Re: object versioning

Sage Weil <sweil@xxxxxxxxxx> · Thu, 14 Aug 2014 11:51:15 -0700 (PDT)

On Wed, 13 Aug 2014, Yehuda Sadeh wrote:
> One of the next features that we're working on is the long due object
> versioning. This basically allows keeping old versions of objects
> inside buckets, even if user has removed or overwritten them. Any
> object instance is immutable. and object can then be fetched by the
> version (instance) id of that object.
> When removing the object without specifying a version, a new deletion
> marker is created. It is, however, possible to remove a specific
> object version, and in this case the version is not accessible
> anymore. What complicates things is that if the current object's
> version (the one that is accessed when accessing the object without
> specifying a version) is removed, then the object will then point at
> its previous version. Permissions are set on the object version level.
> 
> Another requirement is the ability to list all objects and versions of
> the objects. This means that when listing objects we either need to
> list only the current objects, or both the current objects and their
> respective versions.
> One thing to note is that object versioning needs to be switched on
> for the bucket for the feature to be activated, and once it's switched
> on it can only be suspended. This means that newly created objects
> will not be versioned, but old versions will still be accessible.
> 
> Let's sum up the functionality:
>  - ability to list objects and versions

Is this actually two things?

 1- The regular bucket list will include all versions of all objects.
 2- A new operation will list all version of a given object.

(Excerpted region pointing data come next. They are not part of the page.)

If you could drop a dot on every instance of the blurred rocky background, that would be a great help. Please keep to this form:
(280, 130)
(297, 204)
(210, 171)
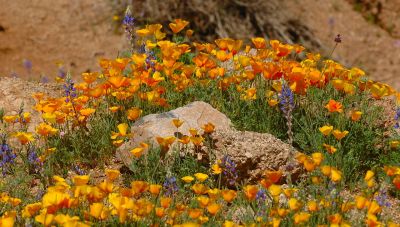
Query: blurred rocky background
(41, 38)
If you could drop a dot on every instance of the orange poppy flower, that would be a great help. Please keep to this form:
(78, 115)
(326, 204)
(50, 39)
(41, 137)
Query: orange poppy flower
(355, 115)
(334, 106)
(259, 42)
(178, 26)
(133, 113)
(339, 134)
(250, 191)
(228, 195)
(213, 208)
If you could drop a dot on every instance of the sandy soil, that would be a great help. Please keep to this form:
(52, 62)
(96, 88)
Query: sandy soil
(48, 32)
(78, 33)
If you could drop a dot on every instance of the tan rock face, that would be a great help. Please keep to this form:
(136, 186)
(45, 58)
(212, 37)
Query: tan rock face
(252, 152)
(151, 126)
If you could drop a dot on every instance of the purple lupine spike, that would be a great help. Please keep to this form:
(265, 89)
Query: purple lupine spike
(170, 186)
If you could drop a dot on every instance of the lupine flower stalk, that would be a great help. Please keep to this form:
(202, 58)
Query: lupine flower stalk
(229, 169)
(7, 157)
(69, 89)
(129, 24)
(170, 186)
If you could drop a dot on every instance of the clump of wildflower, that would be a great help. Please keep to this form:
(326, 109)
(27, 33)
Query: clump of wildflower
(61, 72)
(170, 186)
(150, 60)
(69, 89)
(129, 24)
(7, 157)
(286, 103)
(382, 198)
(338, 38)
(78, 170)
(260, 200)
(229, 169)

Or would you just specify the prefix to be the object name and do the 
bucket list to get all versions of object foo?

>  - ability to read specific object version
>  - ability to remove a specific object version (*)
>  - object creation / overwrite creates a new object version, object
> points at new instance
>  - object removal does not remove object instance, creates a deletion marker
>  - (*) removal of the current object version rolls back object to
> point at previous object version
>  - permissions affect the object version and can be set on the versions

Throwing in a couple of goals here too:

 - a GET can still be serviced by going directly to librados objects, 
without consulting an index (and breaking read-side bucket scalability)
 - a bucket listing is still reasonably efficient (normally performed by 
consulting the index object only).

> Now, considering this functionality, it seems that we need to deal
> with 3 different entities:
>  - bucket index
>  - object instances (versions)
>  - object logical head (olh)
> 
> The first two can be mapped nicely into the already existing
> structures. The existing bucket index will be extended to keep the
> list of versions, and our current rgw objects will be used to handle
> the object instances, as they serve the same function.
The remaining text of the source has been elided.